Film Review: “STILL: A Michael J. Fox Movie” Offers Delightful Homage
Written by: Christopher Llewellyn Reed | May 12th, 2023
STILL: A Michael J. Fox Movie (Davis Guggenheim, 2023) 3½ out of 4 stars.
Filmmaker Davis Guggenheim has made many fine documentaries, including the 2006 Oscar-winning An Inconvenient Truth, a justly celebrated examination of the perils of climate change, featuring former Vice President Al Gore. Despite those credentials, he also directed the 2010 Waiting for Superman, a movie which committed the egregious sin of blaming the problems plaguing our nation’s school systems on teachers and teachers’ unions (as if educators didn’t have it hard enough …). Simplistically mendacious though that work may have been, Guggenheim nevertheless has some skills, and in his latest project, STILL: A Michael J. Fox Movie, he amply demonstrates them, to the great benefit of audience and subject.
Born in 1961, actor Michael J. Fox at one point seemed to have it all. The 1980s were very good to him, what with the breakout success of both his television series Family Ties (which ran on NBC from 1982 to 1989) and the 1985 blockbuster movie Back to the Future (and its sequels). But then, at the start of the next decade, Fox would be diagnosed with early-onset Parkinson’s disease, a progressive disorder that affects the nervous system. What goes up must come down, it seems, except that this hardly proved the end of the man or his career.
In the film, Guggenheim both presents Fox as he is today, hampered but not imprisoned by the ravages of illness, and as he was in yesteryear, courtesy of generous sampling of his many performances. Even better, the director uses that footage of past roles as the supplementary B-roll to illustrate various topics and events brought up by Fox as he recounts his autobiography. The result is a wonderful journey through the highs and lows of a life well lived.

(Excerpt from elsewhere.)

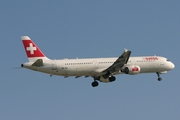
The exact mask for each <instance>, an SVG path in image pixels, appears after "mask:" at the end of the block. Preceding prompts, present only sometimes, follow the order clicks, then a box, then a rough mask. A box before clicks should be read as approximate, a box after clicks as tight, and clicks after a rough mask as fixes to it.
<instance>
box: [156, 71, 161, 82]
mask: <svg viewBox="0 0 180 120" xmlns="http://www.w3.org/2000/svg"><path fill="white" fill-rule="evenodd" d="M156 74H157V76H158V81H161V80H162V78H161V77H160V73H158V72H157V73H156Z"/></svg>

There is joy in revisiting the milestones—major and otherwise—of such a beloved icon. As someone who was a teenager in the 1980s, I cannot divorce my recollections of the era from Fox’s turn as Marty McFly. I’m glad to see he is still on his feet (except when he falls, as happens frequently, and about which Fox makes many self-deprecating jokes). Let his struggle and survival—which includes the funding of research into possible cures and treatments—serve as inspiration to many, if not all.
An additional strong suit of the movie is that it does not shy away from the less palatable aspects of Fox’s behavior, including an early selfishness fueled by ego and, later, alcoholism. Thanks to his longtime wife Tracy Pollan (who played Ellen on Family Ties), their four children, and his own growing self-awareness, Fox was able to right his ways and try to be the best version of himself he could be. In STILL: A Michael J. Fox Movie, every such iteration appears at one point, in what is, by its end, a rousing, entertaining, and deeply moving portrait of its subject.